Painter et al. [37] have reported how they changed their selection criteria for KSS in patients with UTUC over the years. These investigators compared inclusion criteria and the outcome of 35 ureteroscopic treatments performed during 1998–2006 with 30 procedures carried out during 2006–2016. In the earlier group, indications were broader, and there were six deaths from cancer progression. During the period 2006–2016, only endoscopic treatment of low-risk UTUC was performed, and no patients developed metastatic disease. The recurrence rate was high in both groups.

In a prospective consecutive study conducted by Villa et al. [9], 92 UTUC patients ureteroscopically treated with Ho:YAG laser were enrolled over a period of 13 years. The median follow-up time was 52 months. In this analysis, grade was an independent predictive factor of disease progression, whereas tumour size ≤ 1 or > 1 cm and multifocality were not. At 2-year follow-up, progression-free survival was 79% for low-grade and 52% for high-grade disease, and this difference was statistically significant.

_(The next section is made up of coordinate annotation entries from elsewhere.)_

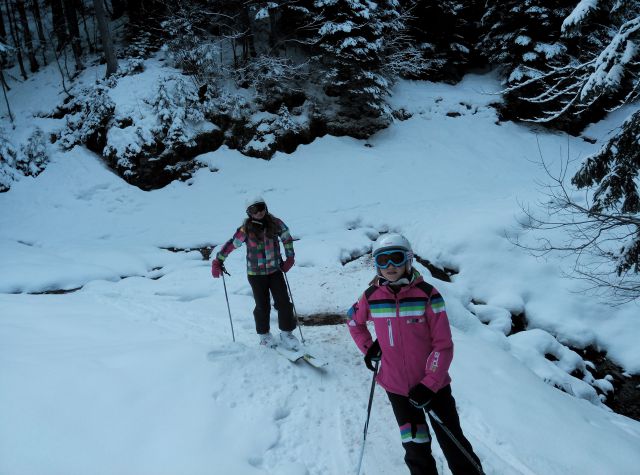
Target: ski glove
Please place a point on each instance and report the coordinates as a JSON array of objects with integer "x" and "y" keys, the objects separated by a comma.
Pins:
[
  {"x": 421, "y": 396},
  {"x": 374, "y": 353},
  {"x": 217, "y": 267},
  {"x": 288, "y": 264}
]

Intravesical recurrence (IVR) has been reported in 27–40% of UTUC patients after RNU [38]. However, Obrien et al. [39] found that the incidence decreased significantly when a single dose of intravesical mitomycin was given postoperatively. IVR after diagnostic URS has also been suggested by several investigators, although these findings have not been found to have an impact on OS, CSS, recurrence-free survival, or metastasis-free survival [40‐42]. Another study showed no correlation between previous ureteroscopic tumour ablation and IVR or cancer-specific mortality in patients treated with an upper urinary tract ablation prior to RNU [43].

According to the EAU guidelines, follow-up after RNU for low-risk UTUC should include cystoscopy at 3 and 9 months and thereafter annually, as well as CTU annually. For patients with high-risk UTUC, cystoscopy with cytology should be performed every 3 months for 2 years, then every 6 months for 2 years, and thereafter annually for 5 years together with CTU annually. After KSS for low-risk UTUC, cystoscopy and CTU should be done at 3 and 6 months and then annually for 5 years, including URS at 3 months. The same programme should be applied for high-risk tumours, but adding ureteroscopy with in situ cytology at 3 and 6 months. Evidence supporting use of the mentioned follow-up regimes is weak. Other authors have suggested using both a closer and a longer follow-up. Verges et al. [44] described a follow-up protocol with URS at 3-month intervals until the patient is disease free, followed by URS at 6-month intervals for 5 years and thereafter annually, and also annual CTU. Some authors strongly recommend a second look in all cases at 6 to 8 weeks after laser ablation [45] (as illustrated in Fig. 2).